(a) Baseline (week 0) and follow-up (week 20) contrast-enhanced T1-weighted...
(a) Baseline (week 0) and follow-up (week 20) contrast-enhanced T1-weighted MRIs illustrate tumor progression. (b) Non-linear registration between time-points yields a voxel-wise displacement field whose logarithmic Jacobian determinant produces a tissue-compression map (TCM). (c) The peritumoral region of interest (PRI) is generated by dilating the tumor core mask by 3 cm and subtracting the core; growth is quantified as the change in equivalent spherical radius ( Δ R ). (d) The DIR = Δ R / median { TCM PRI } normalizes growth by surrounding compression, providing a size-independent index of infiltration. Patient metadata are shown for context.

Image source: Lòpez-Mateu C, Gómez-Mahiques M, Gil-Terrón FJ et al., Medical Physics 2026 (CC BY-NC-ND 4.0

News • Biomechanical mapping of tumor growth

New biomarker helps assess glioblastoma aggressiveness

Developed by the ITACA BDSLab, the new biomarker can identify different patterns of tumour growth and independently predict patient survival

Researchers from the Biomedical Data Science Laboratory (BDSLab) at the ITACA Institute of the Universitat Politècnica de València have developed a new method based on magnetic resonance imaging that enables objective quantification of the growth of the most aggressive brain tumours, particularly glioblastoma. 

The study, published in the scientific journal Medical Physics, addresses one of the main clinical challenges in the diagnosis and treatment of this tumour: its high capacity to infiltrate healthy brain tissue. 

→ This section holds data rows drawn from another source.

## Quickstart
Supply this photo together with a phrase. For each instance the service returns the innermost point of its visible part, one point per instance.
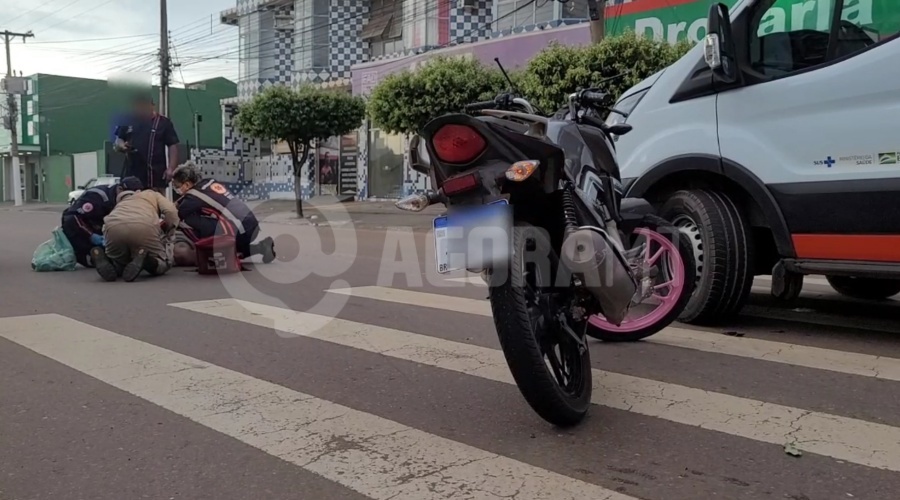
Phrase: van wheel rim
(689, 228)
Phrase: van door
(816, 120)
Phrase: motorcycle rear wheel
(670, 253)
(551, 370)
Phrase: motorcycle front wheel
(551, 369)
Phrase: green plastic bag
(55, 254)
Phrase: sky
(104, 39)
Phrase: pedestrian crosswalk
(377, 457)
(777, 352)
(385, 459)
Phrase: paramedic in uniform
(136, 239)
(207, 208)
(153, 146)
(82, 222)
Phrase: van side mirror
(719, 47)
(619, 129)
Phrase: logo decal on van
(887, 158)
(828, 162)
(857, 159)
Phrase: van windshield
(792, 35)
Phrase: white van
(775, 144)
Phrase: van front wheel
(723, 252)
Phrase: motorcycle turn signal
(521, 170)
(413, 203)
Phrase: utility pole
(197, 119)
(164, 65)
(597, 13)
(13, 117)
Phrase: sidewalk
(368, 214)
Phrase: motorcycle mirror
(413, 203)
(619, 129)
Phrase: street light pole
(597, 13)
(13, 118)
(164, 66)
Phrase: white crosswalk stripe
(776, 352)
(842, 438)
(376, 457)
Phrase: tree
(403, 102)
(299, 117)
(560, 69)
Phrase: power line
(81, 40)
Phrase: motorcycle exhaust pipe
(590, 253)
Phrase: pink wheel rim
(658, 248)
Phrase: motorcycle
(535, 204)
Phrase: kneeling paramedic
(136, 240)
(82, 222)
(206, 209)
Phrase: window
(793, 36)
(575, 9)
(245, 46)
(510, 14)
(384, 28)
(421, 23)
(311, 41)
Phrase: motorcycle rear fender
(633, 211)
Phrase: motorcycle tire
(522, 345)
(685, 250)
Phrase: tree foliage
(560, 70)
(300, 117)
(403, 102)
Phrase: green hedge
(403, 102)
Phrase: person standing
(136, 240)
(152, 145)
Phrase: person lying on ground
(207, 208)
(82, 221)
(136, 240)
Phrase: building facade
(353, 44)
(62, 116)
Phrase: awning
(376, 26)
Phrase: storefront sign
(670, 20)
(673, 21)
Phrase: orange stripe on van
(866, 247)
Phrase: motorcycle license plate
(472, 237)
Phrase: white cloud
(130, 29)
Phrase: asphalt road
(264, 385)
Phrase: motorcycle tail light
(521, 170)
(459, 184)
(455, 143)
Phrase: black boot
(105, 268)
(134, 268)
(266, 248)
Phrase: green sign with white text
(674, 20)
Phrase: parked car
(106, 180)
(774, 146)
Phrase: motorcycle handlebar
(590, 97)
(478, 106)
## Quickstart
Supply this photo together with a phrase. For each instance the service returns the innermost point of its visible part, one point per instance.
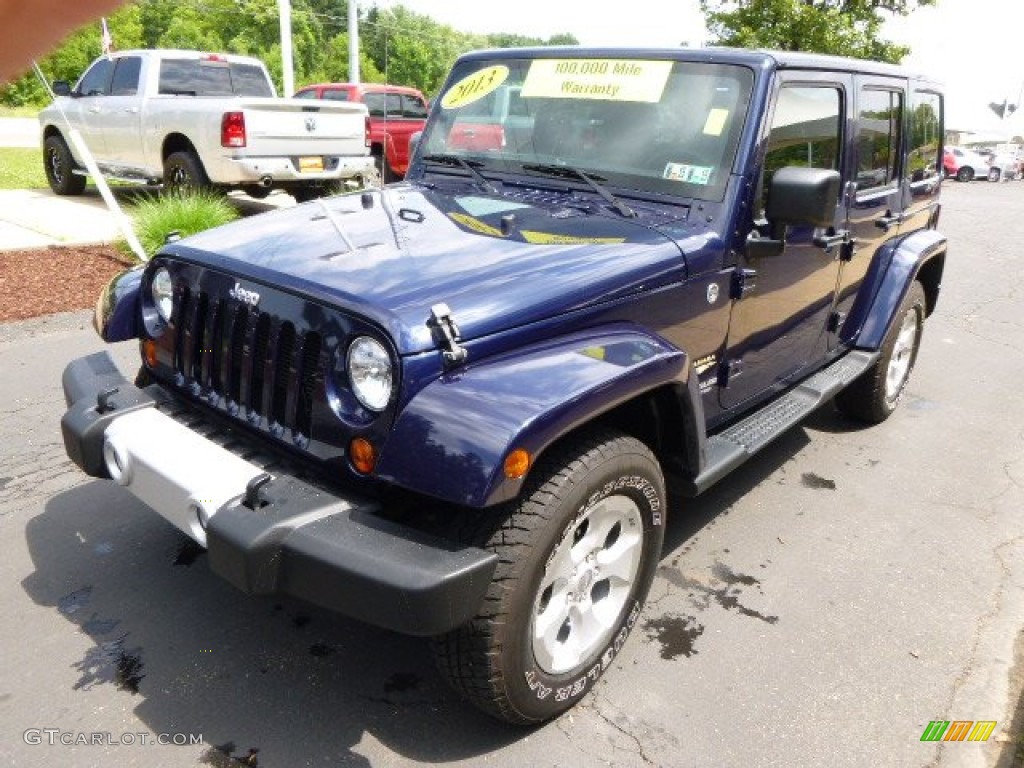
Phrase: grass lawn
(22, 168)
(18, 112)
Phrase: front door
(782, 302)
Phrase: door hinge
(836, 322)
(445, 333)
(743, 281)
(848, 249)
(728, 371)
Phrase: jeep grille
(250, 363)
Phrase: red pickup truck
(395, 114)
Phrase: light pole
(353, 42)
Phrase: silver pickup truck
(189, 119)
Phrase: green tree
(412, 48)
(850, 28)
(75, 54)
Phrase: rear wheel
(183, 170)
(387, 175)
(876, 394)
(577, 556)
(59, 165)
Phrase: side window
(413, 107)
(924, 155)
(806, 131)
(96, 82)
(375, 103)
(879, 119)
(126, 73)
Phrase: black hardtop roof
(758, 59)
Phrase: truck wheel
(876, 394)
(58, 164)
(183, 170)
(577, 556)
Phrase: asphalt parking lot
(821, 606)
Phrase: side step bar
(732, 446)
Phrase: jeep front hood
(391, 256)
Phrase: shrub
(185, 212)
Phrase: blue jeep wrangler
(450, 407)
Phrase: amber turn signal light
(516, 464)
(150, 352)
(363, 455)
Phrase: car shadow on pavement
(296, 683)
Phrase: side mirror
(803, 196)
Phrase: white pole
(353, 42)
(287, 62)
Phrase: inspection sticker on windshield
(474, 87)
(691, 174)
(607, 79)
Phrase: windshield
(670, 127)
(196, 77)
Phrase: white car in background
(965, 164)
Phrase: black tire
(183, 170)
(384, 170)
(875, 395)
(59, 166)
(596, 502)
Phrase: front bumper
(283, 536)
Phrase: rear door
(123, 116)
(781, 307)
(875, 189)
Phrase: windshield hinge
(743, 281)
(445, 334)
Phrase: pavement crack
(996, 604)
(629, 734)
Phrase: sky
(976, 47)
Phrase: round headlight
(163, 293)
(370, 373)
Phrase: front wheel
(876, 394)
(577, 556)
(59, 165)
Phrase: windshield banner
(607, 79)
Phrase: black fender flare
(452, 438)
(897, 264)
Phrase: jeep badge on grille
(246, 297)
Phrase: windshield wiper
(469, 165)
(567, 171)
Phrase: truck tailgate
(295, 126)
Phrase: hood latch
(445, 334)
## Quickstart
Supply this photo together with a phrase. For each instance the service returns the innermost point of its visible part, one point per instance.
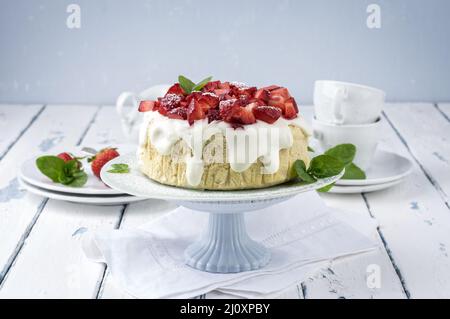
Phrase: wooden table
(40, 255)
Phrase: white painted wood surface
(39, 239)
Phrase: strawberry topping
(232, 102)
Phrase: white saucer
(386, 167)
(102, 200)
(30, 173)
(363, 188)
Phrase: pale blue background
(129, 45)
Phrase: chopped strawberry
(247, 92)
(221, 92)
(211, 100)
(146, 106)
(290, 109)
(234, 113)
(170, 101)
(246, 114)
(211, 86)
(278, 97)
(225, 85)
(263, 95)
(65, 157)
(195, 112)
(179, 113)
(101, 158)
(268, 114)
(175, 89)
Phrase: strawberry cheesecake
(222, 136)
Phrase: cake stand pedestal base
(226, 247)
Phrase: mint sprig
(68, 173)
(329, 164)
(189, 86)
(119, 169)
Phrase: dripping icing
(164, 132)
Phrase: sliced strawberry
(179, 113)
(263, 95)
(146, 106)
(290, 109)
(268, 114)
(194, 112)
(175, 89)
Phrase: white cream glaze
(165, 132)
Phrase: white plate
(31, 174)
(138, 184)
(386, 167)
(363, 188)
(103, 200)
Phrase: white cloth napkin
(302, 233)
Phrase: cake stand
(225, 246)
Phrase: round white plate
(108, 200)
(386, 167)
(363, 188)
(31, 174)
(138, 184)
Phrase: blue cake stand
(225, 246)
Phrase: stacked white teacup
(348, 113)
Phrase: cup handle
(127, 118)
(339, 96)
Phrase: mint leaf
(186, 84)
(353, 172)
(325, 166)
(52, 167)
(325, 189)
(201, 84)
(300, 169)
(343, 152)
(67, 173)
(119, 169)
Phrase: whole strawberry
(101, 158)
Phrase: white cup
(129, 112)
(364, 136)
(347, 103)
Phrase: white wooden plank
(348, 278)
(18, 209)
(14, 121)
(426, 134)
(414, 220)
(444, 108)
(135, 215)
(64, 272)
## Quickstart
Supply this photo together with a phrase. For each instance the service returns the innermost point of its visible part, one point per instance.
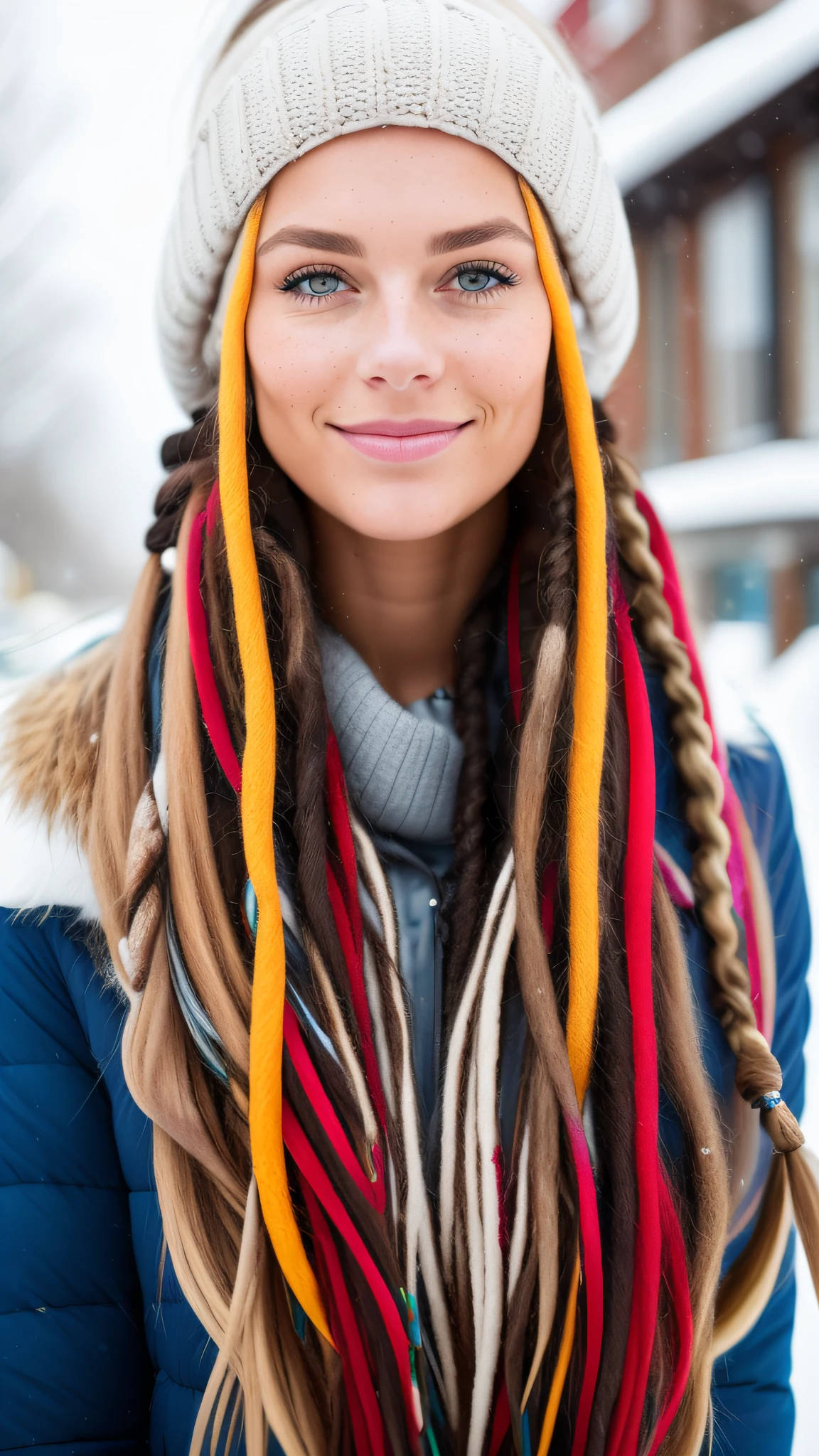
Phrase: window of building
(741, 592)
(660, 304)
(738, 318)
(812, 597)
(806, 198)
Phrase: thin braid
(756, 1071)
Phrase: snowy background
(94, 105)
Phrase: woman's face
(398, 329)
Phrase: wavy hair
(165, 846)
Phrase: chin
(408, 511)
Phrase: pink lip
(401, 441)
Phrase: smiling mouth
(401, 441)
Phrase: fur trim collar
(41, 865)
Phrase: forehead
(394, 178)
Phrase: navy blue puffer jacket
(100, 1351)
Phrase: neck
(401, 604)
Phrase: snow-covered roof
(773, 482)
(710, 89)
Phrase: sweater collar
(401, 764)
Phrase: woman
(407, 972)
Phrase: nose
(400, 351)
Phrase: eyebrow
(449, 242)
(312, 237)
(473, 236)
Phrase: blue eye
(315, 284)
(473, 280)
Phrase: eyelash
(505, 276)
(311, 271)
(506, 279)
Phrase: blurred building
(712, 126)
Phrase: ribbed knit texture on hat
(309, 72)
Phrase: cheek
(506, 366)
(291, 369)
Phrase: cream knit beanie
(309, 70)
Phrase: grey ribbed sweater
(401, 764)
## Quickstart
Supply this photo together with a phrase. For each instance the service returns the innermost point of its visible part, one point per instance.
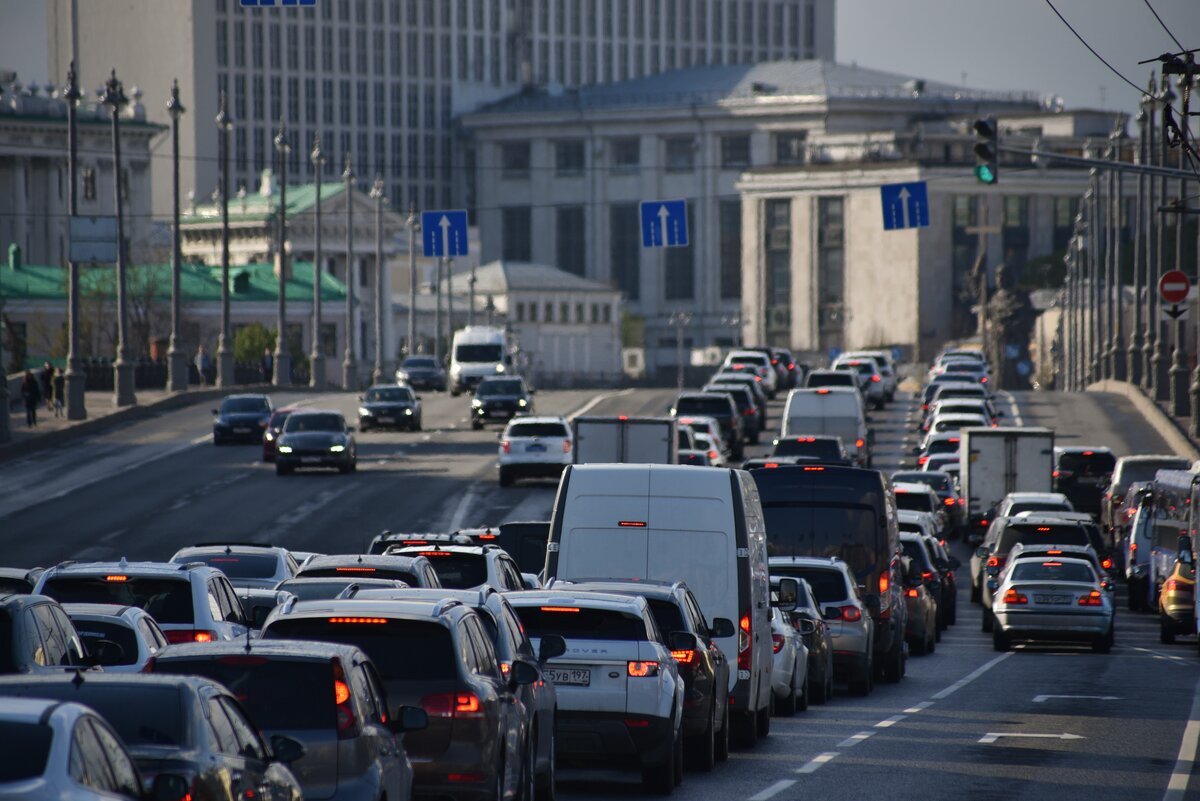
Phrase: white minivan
(829, 410)
(700, 525)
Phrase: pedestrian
(202, 365)
(31, 393)
(60, 391)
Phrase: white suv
(535, 447)
(619, 692)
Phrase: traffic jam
(700, 574)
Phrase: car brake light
(1013, 596)
(642, 669)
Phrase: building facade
(383, 79)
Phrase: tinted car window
(401, 649)
(575, 622)
(25, 751)
(167, 600)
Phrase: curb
(1163, 423)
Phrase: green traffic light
(985, 174)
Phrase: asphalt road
(965, 723)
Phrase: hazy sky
(999, 43)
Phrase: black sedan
(241, 419)
(421, 373)
(389, 407)
(316, 439)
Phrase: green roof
(198, 283)
(256, 206)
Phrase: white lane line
(855, 739)
(773, 790)
(1177, 786)
(971, 676)
(817, 762)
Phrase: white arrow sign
(993, 736)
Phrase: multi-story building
(383, 79)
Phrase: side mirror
(168, 787)
(408, 718)
(287, 750)
(551, 645)
(721, 627)
(522, 673)
(789, 591)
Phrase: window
(681, 154)
(570, 240)
(625, 248)
(736, 150)
(569, 157)
(731, 248)
(515, 160)
(681, 266)
(516, 229)
(627, 154)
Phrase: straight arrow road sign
(993, 736)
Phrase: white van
(478, 351)
(831, 410)
(701, 525)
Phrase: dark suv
(349, 735)
(436, 655)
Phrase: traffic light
(987, 150)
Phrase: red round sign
(1174, 287)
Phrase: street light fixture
(317, 359)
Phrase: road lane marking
(971, 676)
(815, 764)
(773, 790)
(1177, 786)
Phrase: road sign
(444, 233)
(1174, 287)
(664, 223)
(905, 205)
(93, 240)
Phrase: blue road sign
(664, 223)
(905, 205)
(444, 233)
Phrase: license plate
(577, 676)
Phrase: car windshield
(27, 750)
(499, 386)
(166, 600)
(313, 423)
(243, 405)
(389, 395)
(1053, 571)
(537, 429)
(479, 353)
(580, 622)
(277, 693)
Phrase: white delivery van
(478, 351)
(829, 410)
(701, 525)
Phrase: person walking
(202, 365)
(31, 393)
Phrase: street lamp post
(282, 351)
(225, 342)
(317, 359)
(76, 379)
(113, 96)
(377, 194)
(349, 369)
(177, 359)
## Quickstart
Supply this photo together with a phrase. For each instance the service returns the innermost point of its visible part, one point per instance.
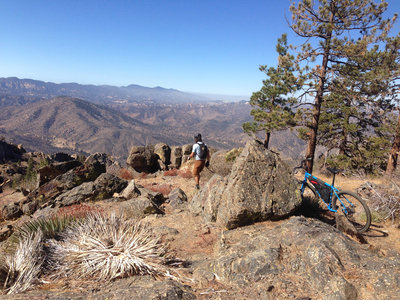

Until now, assessment methods have mainly been based on measuring the increase in tumour size or the displacement of brain structures, without adequately capturing how the tumour grows or its biomechanical impact on the surrounding brain

Carles López Mateu

In their work, the UPV's BDSLab team presents a new biomarker, the Dynamic Infiltration Rate (DIR), capable of identifying different patterns of tumour growth and independently predicting patient survival. "Until now, assessment methods have mainly been based on measuring the increase in tumour size or the displacement of brain structures, without adequately capturing how the tumour grows or its biomechanical impact on the surrounding brain," explains Carles López Mateu, lead author of the study. 

The research was carried out by Carles López Mateu, María Gómez Mahiques, F. Javier Gil Terrón, Víctor Montosa i Micó, Juan M. García-Gómez and Elies Fuster García, in collaboration with researchers from Oslo University Hospital. 

The biomarker developed by the BDSLab-ITACA team combines the tumour's volumetric growth over time with the mechanical effects this growth exerts on adjacent brain tissue. From a longitudinal analysis of magnetic resonance imaging, the researchers have generated tissue compression maps that allow them to assess how the tumour compresses or infiltrates healthy tissue. 

The DIR biomarker integrates both phenomena and allows differentiation between more proliferative tumours that compress the brain and more infiltrative tumours that expand without significant compression. "This index allows us to characterise the biological behaviour of the tumour beyond its size and provides key information on its aggressiveness," notes Carles López. 

Six people standing next to each other for a team photo
The research team

Image source: Universitat Politècnica de València

The method has been validated using both synthetic data and two international clinical cohorts of glioblastoma patients. The results show that the DIR allows for robust stratification of patients according to their prognosis. "Patients with low DIR values have an average survival of 35.2 weeks, compared to 16.0 weeks for those with high values," highlights María Gómez Mahiques, a researcher at ITACA and co-author of the study. These results demonstrate the potential of the DIR as a tool to support clinical decision-making by facilitating a more precise characterisation of tumour aggressiveness. 

The study conducted by the UPV team and Oslo University Hospital paves the way for more personalised medicine by enabling therapeutic strategies and follow-up protocols to be tailored to the growth pattern of each tumour. "This is a quantitative, reproducible and non-invasive biomarker, based exclusively on medical imaging, which reinforces the role of biomedical engineering and data science in precision oncology and, at the same time, utilises accessible methodologies that facilitate its future transfer to clinical practice," the authors conclude. 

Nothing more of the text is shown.